Panggilan Mas Aksa yang tiba-tiba itu membuatku tersentak hingga tanpa sengaja menjatuhkan beberapa helai daun selada yang sudah tercuci bersih. Aku berbalik, menemukannya yang menatapku dengan dahi mengernyit. Walaupun keadaan kami masih kikuk setelah insiden tadi, tetapi kami berusaha untuk tetap baik-baik saja. Lagipula, secara tidak langsung kami telah berdamai.
Dia menghampiri lalu memungut daun selada yang jatuh tepat di bawah kakiku. "Kamu kenapa?" tanyanya yang mungkin sadar kalau nyawaku seperti hilang entah ke mana.
Aku hanya menggeleng.
Dia kembali ke arahku setelah membuang daun selada tadi ke dalam tempat sampah, lalu mencuci tangan. "Kamu tahu kalau wajahmu enggak pernah bisa berbohong, Ra," ucapnya sambil memindahkan sayuran hijau itu ke sebuah wadah.
Kedua tanganku reflek menyentuh pipi sambil mengerucutkan bibir. Hal tersebut justru membuat Mas Aksa terkekeh kecil, begitu juga dengan satu tangannya yang sudah bertengger di pipiku. Jemari itu mengusap naik-turun membuat napasku seperti disedot vacuum cleaner. "Jadi?" tanyanya lembut.

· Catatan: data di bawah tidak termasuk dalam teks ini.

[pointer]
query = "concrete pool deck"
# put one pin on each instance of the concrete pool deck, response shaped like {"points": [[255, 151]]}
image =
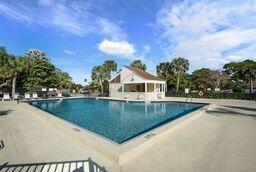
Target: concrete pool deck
{"points": [[220, 139]]}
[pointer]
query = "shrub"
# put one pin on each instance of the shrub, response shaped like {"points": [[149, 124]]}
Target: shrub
{"points": [[243, 96]]}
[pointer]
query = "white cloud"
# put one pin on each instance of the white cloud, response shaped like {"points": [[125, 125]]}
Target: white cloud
{"points": [[74, 17], [110, 29], [22, 15], [47, 3], [69, 52], [116, 48], [208, 33], [146, 48]]}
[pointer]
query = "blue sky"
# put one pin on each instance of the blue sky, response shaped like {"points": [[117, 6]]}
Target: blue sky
{"points": [[79, 34]]}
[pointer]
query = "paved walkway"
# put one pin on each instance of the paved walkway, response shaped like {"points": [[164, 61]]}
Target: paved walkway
{"points": [[222, 139]]}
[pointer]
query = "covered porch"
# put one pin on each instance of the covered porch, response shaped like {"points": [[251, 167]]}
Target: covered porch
{"points": [[144, 90]]}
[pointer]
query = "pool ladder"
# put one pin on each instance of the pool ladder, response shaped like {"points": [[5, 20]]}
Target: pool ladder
{"points": [[189, 97]]}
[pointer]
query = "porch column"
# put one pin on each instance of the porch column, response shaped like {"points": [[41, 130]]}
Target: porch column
{"points": [[146, 90]]}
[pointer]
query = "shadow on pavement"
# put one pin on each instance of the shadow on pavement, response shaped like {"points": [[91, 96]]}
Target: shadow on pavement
{"points": [[227, 111], [4, 112], [62, 166]]}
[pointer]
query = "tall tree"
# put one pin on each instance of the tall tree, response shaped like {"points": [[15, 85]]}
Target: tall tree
{"points": [[103, 72], [242, 72], [200, 78], [179, 66], [40, 71], [11, 69], [164, 70], [138, 64]]}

Aku menghela napas, bergerak mundur untuk memutus jarak kami yang terlalu dekat. "Cakra ... saya kepikiran karena dia belum datang."
Entah penglihatanku keliru atau tidak, aku melihat Mas Aksa mengernyit kesal walau buru-buru memasang wajah tenang. Dia mengusap wajah sesaat dengan helaan napas yang terdengar berbarengan. "Kenapa harus mengkhawatirkan Cakra?" tanyanya yang menurutku aneh.
"Mas, kamu lupa apa yang terjadi tadi siang di sini?" Aku berdeham kecil untuk membersihkan tenggorokkanku yang mendadak kering. "Cakra hampir melukai ... perempuan itu."
Dia menggeleng, menatapku sebentar, lalu tiba-tiba mengusap pelan belakang kepalaku. "Semua hal-hal buruk yang ada di sini ... buang jauh-jauh," tangannya beralih menggengam tanganku, "Cakra enggak mungkin senekat itu."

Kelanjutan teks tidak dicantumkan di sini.